- Born: Francis Michael Chernesky 5 May 1955 Bridgeport, Connecticut, U.S.
- Died: 30 March 2016 (aged 60) Chittenango, New York, U.S.
- Occupation: Actor & Singer

= Frankie Michaels =

Francis Michael Chernesky (5 May 1955 – 30 March 2016), known professionally as Frankie Michaels, was an American actor and singer. In 1966, he won a Tony Award for Best Featured Actor in a Musical for playing young Patrick Dennis in the original production of Mame, just a little over a month after his 11th birthday, being the youngest Tony Award winner ever.

==Stage career==
Michaels holds the record for being the youngest person to win the Tony Award for Best Featured Actor in a Musical -- at age 10 as young Patrick Dennis in the Broadway musical Mame in 1966. His other stage credits include A for Adult and Happily Ever After, both off-Broadway.

==TV career==
Michaels appeared in the TV series As the World Turns from 1964–66, Our Private World in 1965, and The Joey Bishop Show in 1967. While performing in Mame he made guest appearances on The Mike Douglas Show and The Merv Griffin Show in 1966.
==Singing career==
In 1965, at age 10, Michaels recorded Gladys Shelley's theme song for the Little Miss America pageant at Palisades Amusement Park, for Spiral Records.

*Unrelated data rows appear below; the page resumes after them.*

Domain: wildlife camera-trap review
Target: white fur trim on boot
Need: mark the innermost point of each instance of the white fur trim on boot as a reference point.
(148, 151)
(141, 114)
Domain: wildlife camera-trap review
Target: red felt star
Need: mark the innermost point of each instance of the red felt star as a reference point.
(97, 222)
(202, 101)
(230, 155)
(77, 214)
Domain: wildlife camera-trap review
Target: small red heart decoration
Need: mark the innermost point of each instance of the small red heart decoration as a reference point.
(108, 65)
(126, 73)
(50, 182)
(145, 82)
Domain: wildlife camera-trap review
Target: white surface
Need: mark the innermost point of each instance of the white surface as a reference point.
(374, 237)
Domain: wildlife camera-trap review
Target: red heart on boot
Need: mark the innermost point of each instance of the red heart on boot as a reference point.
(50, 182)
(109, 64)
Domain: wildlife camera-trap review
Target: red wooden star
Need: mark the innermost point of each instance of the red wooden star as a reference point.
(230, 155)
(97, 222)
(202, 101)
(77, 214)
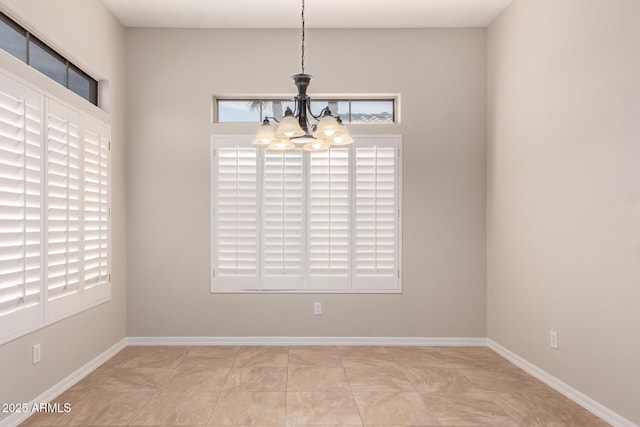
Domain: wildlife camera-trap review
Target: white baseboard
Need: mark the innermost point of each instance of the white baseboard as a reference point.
(55, 391)
(282, 341)
(581, 399)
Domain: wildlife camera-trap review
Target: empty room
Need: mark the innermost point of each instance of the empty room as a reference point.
(320, 213)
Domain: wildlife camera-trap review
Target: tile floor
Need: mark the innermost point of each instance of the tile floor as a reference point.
(313, 386)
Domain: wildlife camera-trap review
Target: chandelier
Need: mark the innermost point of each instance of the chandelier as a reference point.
(294, 129)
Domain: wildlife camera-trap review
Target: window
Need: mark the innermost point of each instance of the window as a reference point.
(54, 210)
(26, 47)
(300, 222)
(369, 111)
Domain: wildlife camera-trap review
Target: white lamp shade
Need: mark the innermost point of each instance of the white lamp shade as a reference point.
(328, 127)
(317, 146)
(265, 136)
(281, 145)
(289, 128)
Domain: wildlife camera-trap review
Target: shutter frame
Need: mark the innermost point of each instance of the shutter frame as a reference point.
(21, 207)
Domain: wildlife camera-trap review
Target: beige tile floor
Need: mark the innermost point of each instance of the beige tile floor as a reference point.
(313, 386)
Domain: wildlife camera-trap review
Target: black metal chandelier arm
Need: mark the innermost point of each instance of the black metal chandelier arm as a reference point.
(302, 53)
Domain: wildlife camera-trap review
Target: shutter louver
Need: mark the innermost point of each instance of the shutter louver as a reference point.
(329, 220)
(20, 206)
(235, 203)
(95, 147)
(376, 211)
(306, 222)
(283, 220)
(64, 209)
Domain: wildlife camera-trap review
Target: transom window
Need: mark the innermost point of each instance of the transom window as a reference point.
(254, 110)
(306, 222)
(29, 49)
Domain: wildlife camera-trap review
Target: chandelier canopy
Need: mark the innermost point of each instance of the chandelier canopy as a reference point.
(294, 128)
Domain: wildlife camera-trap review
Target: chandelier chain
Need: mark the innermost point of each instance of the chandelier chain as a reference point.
(302, 60)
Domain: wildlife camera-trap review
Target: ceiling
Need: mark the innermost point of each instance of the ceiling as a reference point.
(318, 13)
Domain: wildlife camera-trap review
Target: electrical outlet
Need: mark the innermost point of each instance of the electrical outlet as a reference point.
(35, 354)
(553, 339)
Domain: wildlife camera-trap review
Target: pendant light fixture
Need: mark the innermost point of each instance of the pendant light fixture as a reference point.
(294, 128)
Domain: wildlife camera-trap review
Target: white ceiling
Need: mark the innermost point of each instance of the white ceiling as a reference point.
(318, 13)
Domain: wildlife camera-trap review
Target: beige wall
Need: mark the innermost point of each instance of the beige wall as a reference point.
(87, 33)
(564, 192)
(171, 76)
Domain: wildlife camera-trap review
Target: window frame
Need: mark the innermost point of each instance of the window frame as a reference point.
(254, 285)
(31, 38)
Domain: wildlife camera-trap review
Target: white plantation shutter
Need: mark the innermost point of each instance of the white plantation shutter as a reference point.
(376, 217)
(20, 207)
(95, 148)
(294, 221)
(283, 220)
(235, 225)
(54, 210)
(64, 210)
(329, 220)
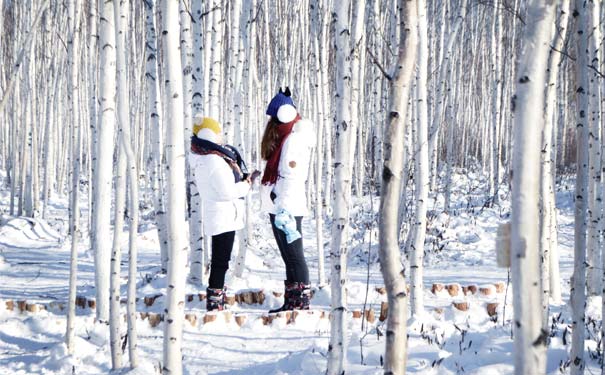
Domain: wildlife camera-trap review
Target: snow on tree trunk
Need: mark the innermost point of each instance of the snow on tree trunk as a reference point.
(175, 172)
(390, 256)
(74, 218)
(551, 284)
(421, 169)
(342, 192)
(102, 178)
(196, 239)
(530, 336)
(216, 62)
(127, 153)
(578, 292)
(593, 253)
(156, 174)
(318, 31)
(115, 321)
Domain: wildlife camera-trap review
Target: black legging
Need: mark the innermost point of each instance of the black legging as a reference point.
(292, 253)
(222, 245)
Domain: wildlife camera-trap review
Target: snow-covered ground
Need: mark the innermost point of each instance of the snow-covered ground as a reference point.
(34, 256)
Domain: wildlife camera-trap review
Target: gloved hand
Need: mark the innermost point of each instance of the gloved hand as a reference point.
(287, 224)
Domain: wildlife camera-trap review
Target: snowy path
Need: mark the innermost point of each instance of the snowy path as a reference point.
(441, 342)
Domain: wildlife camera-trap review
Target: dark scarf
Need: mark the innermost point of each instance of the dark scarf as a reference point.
(271, 169)
(227, 152)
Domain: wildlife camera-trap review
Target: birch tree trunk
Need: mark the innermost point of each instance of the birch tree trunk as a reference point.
(115, 321)
(593, 253)
(578, 292)
(127, 153)
(175, 172)
(551, 283)
(390, 257)
(530, 336)
(157, 133)
(102, 177)
(342, 192)
(196, 239)
(421, 168)
(72, 47)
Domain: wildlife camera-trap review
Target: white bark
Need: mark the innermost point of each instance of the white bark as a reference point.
(102, 178)
(593, 253)
(421, 168)
(74, 222)
(390, 256)
(530, 335)
(342, 192)
(126, 151)
(551, 283)
(216, 62)
(157, 134)
(115, 321)
(175, 172)
(25, 47)
(578, 292)
(318, 32)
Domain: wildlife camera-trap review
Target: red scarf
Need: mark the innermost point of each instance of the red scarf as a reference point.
(271, 169)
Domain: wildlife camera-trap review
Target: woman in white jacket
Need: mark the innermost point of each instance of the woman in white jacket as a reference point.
(286, 146)
(222, 182)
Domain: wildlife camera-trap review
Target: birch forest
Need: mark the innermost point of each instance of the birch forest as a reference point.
(453, 167)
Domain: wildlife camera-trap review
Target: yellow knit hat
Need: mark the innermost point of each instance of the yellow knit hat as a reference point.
(200, 123)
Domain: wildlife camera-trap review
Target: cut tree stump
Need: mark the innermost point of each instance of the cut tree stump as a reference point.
(384, 311)
(230, 300)
(154, 319)
(191, 318)
(453, 289)
(470, 289)
(267, 319)
(150, 300)
(462, 306)
(240, 320)
(492, 308)
(487, 291)
(81, 302)
(213, 316)
(34, 308)
(437, 287)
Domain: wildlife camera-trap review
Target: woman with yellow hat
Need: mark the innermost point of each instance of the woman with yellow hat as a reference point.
(222, 181)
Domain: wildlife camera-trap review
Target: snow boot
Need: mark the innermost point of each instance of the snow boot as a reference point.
(297, 296)
(215, 299)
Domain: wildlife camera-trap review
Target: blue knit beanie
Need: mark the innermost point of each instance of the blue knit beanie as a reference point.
(282, 98)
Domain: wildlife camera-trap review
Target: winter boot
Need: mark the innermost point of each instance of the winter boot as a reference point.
(215, 299)
(297, 296)
(301, 299)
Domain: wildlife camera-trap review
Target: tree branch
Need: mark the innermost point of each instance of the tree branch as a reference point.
(384, 72)
(592, 67)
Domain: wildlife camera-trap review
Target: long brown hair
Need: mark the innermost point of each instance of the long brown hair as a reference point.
(270, 139)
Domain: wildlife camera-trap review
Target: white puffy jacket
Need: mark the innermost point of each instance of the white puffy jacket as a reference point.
(223, 210)
(292, 171)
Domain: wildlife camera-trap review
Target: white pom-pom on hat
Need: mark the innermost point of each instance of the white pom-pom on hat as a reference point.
(286, 113)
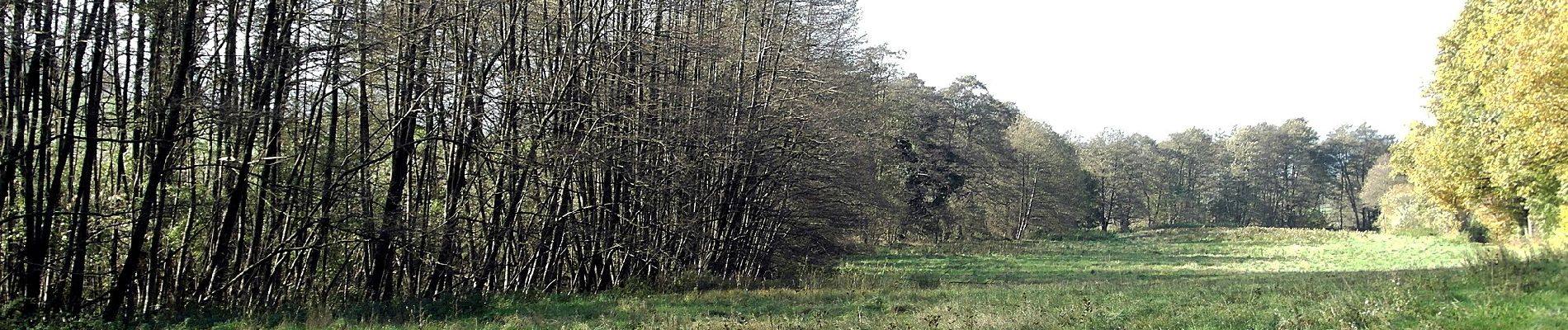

In 2010, he sang "My Best Girl," which he had sung in Mame, during a tribute to Angela Lansbury at the 2010 Drama League Gala at the Pierre Hotel in New York City.

As of 2013, Michaels worked for United Radio Service in East Syracuse, New York, and sang in a lounge at the Turning Stone Resort & Casino in Verona, New York, on Friday evenings.